Metro‘s ‘Social Responsibility’? Not So Fast

metro_ny_050206.jpgEver since the two freebie dailies, Metro and amNY, showed up a couple of years ago, one fact has not been disputed: there’s a hell of a lot more newsprint lying in damp parcels on New York street corners, tumbling along on deserted subway platforms, and clothing the homeless. Thus, it was a pleasant notion to our eco-friendly conscience to read the headline on a press release in our inbox yesterday that noted Metro NY was rolling out a new recycling initiative.

Except it was another example of a press release trolling for the media’s eco-friendly heartstrings — and there’ve been plenty of those lately.

Rather than the hawkers in green pinneys handing out papers (or, beside them, perhaps) Metro North commuters in Grand Central will be instructed to hand in their used Metros to promoters dressed in orange, who will then take the crumpled papers (presumably with their half-completed crossword puzzles) and redistribute them to other disinterested Gothamites at lunchtime. Via the release:

Combined with feedback from readers and a sense of social responsibility, Metro has put a plan into action. Metro will aim to recycle 40,000 newspapers every month.

So let’s do the math. 40,000 “recycled” papers per month means roughly 2,000 per day. So of the 18.5 million issues Metro is prints each day worldwide, the company will be collecting and redistributing 0.0001 percent to people who have probably been reading the news all day on the Web anyway. And for this initiative they want to claim the title of “socially responsible paper.”

Funny, too, the release doesn’t mention whether Metro will be printing 40,000 fewer copies each month.

Metro launches newspaper recycling program in city [Metro]

The full release:


For Immediate Release
May 1, 2006
Metro New York launches a new recycling initiative

New York (May 1, 2006) — Metro New York is excited to announce a new Recycling Program that launched this morning at Grand Central Station. Metro is proud to be the first newspaper to roll out a program where Metro can share their civic responsibility with readers, help make recycling more available and work to keep New York clean.

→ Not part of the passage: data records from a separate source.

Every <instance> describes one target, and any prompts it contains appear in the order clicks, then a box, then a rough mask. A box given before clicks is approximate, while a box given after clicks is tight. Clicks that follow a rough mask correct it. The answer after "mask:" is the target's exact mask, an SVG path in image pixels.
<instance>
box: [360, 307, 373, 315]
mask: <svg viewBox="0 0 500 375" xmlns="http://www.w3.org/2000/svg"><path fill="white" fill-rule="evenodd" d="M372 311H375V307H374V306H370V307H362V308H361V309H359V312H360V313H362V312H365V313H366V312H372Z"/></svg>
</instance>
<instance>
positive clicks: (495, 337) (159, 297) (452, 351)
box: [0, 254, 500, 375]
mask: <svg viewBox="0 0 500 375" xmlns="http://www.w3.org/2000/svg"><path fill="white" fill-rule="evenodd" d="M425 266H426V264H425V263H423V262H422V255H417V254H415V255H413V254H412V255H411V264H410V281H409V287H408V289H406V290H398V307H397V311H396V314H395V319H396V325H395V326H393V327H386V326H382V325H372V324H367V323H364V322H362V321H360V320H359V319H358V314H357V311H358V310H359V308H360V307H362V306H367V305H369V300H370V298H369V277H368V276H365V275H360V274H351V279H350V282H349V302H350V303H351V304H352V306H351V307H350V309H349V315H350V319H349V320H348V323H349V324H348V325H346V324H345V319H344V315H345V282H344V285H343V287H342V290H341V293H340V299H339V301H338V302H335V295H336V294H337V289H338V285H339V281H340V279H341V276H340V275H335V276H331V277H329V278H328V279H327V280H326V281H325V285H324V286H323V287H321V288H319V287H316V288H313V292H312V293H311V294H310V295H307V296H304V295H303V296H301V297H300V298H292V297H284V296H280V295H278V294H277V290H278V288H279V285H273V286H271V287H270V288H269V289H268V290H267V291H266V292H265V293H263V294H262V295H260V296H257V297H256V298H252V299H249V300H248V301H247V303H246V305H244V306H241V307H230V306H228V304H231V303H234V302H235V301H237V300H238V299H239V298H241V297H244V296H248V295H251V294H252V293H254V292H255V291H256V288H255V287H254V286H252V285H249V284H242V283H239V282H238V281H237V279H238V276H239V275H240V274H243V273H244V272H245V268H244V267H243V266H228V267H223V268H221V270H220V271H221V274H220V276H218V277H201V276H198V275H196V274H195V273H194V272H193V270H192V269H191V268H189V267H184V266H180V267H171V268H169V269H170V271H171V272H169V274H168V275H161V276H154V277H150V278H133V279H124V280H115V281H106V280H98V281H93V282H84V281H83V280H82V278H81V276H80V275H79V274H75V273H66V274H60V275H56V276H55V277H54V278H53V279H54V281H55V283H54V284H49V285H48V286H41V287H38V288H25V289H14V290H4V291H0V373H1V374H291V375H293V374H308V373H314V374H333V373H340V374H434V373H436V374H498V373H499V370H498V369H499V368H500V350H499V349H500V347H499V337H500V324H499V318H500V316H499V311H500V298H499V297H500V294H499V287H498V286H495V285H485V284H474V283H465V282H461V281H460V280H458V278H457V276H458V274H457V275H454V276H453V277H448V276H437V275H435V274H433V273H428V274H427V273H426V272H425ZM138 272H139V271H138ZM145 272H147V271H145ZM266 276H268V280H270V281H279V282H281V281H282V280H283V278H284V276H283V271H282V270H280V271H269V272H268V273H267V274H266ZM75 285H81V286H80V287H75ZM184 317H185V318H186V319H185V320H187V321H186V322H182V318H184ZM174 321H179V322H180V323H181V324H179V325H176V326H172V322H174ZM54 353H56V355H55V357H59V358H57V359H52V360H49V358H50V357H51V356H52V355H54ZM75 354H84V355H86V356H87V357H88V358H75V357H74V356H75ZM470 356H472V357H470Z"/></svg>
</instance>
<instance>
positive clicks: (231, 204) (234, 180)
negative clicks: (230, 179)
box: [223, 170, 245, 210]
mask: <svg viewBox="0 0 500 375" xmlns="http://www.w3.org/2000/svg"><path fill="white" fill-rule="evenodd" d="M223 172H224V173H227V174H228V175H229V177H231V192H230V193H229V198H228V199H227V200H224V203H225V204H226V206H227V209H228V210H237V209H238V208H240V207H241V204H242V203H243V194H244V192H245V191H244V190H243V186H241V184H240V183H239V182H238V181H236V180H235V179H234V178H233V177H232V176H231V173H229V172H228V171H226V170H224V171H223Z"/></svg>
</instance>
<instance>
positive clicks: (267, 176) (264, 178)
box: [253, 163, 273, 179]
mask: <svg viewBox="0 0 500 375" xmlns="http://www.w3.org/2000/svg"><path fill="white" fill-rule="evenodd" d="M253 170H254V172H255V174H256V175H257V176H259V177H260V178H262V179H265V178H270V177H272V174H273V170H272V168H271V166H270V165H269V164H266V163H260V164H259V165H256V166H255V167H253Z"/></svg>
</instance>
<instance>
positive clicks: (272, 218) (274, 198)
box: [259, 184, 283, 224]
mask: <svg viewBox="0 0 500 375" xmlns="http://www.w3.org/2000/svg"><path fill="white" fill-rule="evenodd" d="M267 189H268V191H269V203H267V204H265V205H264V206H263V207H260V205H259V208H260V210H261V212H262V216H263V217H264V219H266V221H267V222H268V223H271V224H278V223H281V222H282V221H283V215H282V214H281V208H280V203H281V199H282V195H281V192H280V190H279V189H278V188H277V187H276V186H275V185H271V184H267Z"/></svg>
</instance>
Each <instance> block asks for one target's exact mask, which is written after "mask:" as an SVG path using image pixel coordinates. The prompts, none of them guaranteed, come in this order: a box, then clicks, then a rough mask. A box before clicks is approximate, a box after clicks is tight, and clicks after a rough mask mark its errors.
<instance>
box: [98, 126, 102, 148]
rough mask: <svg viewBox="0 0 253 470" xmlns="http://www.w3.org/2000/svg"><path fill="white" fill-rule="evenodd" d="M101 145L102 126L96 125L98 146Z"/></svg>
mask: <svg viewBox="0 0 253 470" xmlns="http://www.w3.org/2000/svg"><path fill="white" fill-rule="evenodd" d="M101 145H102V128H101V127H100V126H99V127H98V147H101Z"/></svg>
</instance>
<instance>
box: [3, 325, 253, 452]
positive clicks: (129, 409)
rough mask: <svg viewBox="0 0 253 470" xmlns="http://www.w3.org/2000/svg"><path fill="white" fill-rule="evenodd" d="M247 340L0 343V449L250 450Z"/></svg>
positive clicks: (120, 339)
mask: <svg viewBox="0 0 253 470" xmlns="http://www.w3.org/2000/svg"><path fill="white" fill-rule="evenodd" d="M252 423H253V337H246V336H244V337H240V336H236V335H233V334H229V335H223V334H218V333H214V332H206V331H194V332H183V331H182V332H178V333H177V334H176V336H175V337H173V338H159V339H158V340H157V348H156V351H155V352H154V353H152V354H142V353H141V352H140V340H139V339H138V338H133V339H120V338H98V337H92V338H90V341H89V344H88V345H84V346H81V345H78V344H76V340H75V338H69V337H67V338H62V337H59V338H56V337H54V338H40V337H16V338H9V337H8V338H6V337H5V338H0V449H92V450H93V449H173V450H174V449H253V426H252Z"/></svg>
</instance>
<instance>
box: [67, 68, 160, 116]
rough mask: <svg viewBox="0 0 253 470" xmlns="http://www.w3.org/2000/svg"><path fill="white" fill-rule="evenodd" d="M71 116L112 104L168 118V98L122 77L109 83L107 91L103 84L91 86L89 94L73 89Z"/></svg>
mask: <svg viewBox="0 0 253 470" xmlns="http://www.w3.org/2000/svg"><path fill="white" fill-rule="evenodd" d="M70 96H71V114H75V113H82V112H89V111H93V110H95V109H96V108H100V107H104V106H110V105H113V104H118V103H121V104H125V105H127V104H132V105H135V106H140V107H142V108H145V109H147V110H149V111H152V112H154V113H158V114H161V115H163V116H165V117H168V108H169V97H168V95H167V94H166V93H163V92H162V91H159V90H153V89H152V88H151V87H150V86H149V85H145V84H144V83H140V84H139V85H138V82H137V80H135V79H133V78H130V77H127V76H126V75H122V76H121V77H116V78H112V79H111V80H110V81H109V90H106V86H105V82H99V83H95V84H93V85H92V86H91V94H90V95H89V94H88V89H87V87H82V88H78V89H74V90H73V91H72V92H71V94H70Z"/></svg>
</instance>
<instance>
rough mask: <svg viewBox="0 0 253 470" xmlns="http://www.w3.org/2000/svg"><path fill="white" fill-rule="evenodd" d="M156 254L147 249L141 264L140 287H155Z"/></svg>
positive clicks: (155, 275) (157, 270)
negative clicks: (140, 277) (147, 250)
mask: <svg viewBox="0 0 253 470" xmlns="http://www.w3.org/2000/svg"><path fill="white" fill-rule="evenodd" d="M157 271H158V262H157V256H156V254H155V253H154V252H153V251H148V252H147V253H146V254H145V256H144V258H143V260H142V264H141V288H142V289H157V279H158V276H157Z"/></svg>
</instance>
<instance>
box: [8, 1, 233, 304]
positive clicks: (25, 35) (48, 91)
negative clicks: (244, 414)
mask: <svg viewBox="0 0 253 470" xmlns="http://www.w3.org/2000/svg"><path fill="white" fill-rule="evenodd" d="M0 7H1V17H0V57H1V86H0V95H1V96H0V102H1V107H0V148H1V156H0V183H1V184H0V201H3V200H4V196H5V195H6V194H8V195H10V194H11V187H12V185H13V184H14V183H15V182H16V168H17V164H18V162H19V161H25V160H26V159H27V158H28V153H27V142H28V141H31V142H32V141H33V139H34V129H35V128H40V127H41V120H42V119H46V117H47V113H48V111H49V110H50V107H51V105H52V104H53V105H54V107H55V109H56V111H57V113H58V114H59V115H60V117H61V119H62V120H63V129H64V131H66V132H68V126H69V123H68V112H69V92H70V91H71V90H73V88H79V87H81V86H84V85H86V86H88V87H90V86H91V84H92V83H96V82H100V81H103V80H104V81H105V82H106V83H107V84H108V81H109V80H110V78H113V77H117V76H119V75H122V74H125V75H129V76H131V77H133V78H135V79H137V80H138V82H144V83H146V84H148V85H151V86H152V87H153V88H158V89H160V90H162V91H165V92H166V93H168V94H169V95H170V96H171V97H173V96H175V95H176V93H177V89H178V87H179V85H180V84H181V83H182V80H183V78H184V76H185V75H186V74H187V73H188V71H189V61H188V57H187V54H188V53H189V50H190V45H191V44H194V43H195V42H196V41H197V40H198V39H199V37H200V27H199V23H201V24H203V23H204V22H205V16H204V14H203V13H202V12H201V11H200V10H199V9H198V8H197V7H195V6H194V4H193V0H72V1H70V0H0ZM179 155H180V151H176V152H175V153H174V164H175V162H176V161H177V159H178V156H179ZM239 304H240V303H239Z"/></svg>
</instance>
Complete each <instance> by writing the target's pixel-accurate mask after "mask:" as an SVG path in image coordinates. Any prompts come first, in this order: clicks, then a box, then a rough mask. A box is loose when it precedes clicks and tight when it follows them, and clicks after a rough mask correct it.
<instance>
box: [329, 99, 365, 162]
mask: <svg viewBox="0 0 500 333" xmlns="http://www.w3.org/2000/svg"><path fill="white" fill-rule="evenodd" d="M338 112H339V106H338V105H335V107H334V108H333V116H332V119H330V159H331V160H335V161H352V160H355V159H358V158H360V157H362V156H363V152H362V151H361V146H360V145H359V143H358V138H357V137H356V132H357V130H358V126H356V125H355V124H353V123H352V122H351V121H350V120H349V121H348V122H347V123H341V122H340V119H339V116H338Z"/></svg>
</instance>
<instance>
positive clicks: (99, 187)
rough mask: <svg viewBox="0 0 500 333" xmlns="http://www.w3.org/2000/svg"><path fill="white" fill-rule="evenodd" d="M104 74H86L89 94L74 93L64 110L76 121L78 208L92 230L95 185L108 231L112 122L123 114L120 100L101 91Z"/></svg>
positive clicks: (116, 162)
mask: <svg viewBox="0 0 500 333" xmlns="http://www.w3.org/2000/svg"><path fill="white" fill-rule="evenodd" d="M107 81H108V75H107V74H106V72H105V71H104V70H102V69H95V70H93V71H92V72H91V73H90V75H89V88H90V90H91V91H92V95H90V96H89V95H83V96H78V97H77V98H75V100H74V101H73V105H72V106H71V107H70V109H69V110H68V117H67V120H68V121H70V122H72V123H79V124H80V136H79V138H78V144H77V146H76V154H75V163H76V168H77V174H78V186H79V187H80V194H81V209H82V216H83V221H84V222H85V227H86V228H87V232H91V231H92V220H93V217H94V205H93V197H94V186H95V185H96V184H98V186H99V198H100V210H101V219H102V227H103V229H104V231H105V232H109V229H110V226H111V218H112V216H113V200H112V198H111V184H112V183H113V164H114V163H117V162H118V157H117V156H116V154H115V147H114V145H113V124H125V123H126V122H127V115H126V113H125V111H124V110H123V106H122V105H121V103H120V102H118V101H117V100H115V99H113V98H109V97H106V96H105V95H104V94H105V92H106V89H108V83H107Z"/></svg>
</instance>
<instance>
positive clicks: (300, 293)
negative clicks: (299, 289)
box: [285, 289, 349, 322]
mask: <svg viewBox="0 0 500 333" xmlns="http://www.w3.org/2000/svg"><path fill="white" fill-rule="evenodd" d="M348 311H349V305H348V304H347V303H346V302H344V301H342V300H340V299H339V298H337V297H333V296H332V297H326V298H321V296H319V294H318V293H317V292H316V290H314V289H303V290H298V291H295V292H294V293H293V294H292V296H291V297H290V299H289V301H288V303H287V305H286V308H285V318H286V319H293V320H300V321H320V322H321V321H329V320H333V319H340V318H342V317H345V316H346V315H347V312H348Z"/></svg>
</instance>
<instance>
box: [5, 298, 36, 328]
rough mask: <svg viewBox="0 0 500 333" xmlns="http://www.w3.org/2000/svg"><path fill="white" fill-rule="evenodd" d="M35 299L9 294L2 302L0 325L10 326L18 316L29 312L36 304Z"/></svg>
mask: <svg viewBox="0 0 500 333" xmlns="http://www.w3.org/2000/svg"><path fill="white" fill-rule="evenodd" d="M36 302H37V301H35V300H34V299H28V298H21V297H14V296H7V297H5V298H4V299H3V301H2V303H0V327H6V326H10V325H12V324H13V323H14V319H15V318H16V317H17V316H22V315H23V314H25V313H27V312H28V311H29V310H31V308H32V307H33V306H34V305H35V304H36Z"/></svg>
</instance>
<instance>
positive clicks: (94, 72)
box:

Combined with feedback from readers and a sense of social responsibility, Metro has put a plan into action. Metro will aim to recycle 40,000 newspapers every month with the intention to grow the program throughout the year and open more stations throughout New York City. Metro NY has been able to bring global experiences to a local level and learn from their sister newspaper in Hong Kong who has grown a recycling initiative to 49 stations from 5 in just eighteen months.

The concept is simple. Readers are instructed that if Grand Central Terminal is the end of their commute, Metro promoters dressed in orange and encouraging readers to “Recycle your Metro” are ready to collect their paper. Papers collected in the morning will be cleaned and then redistributed during the lunchtime hours.

“This morning was a huge success and our readers really responded well to our initiative,” said Jeremy Bryant, Circulation Director, Metro New York. “We recycled 1,000 papers on day one which is very promising and received several phone calls and emails thanking us for taking this important step.”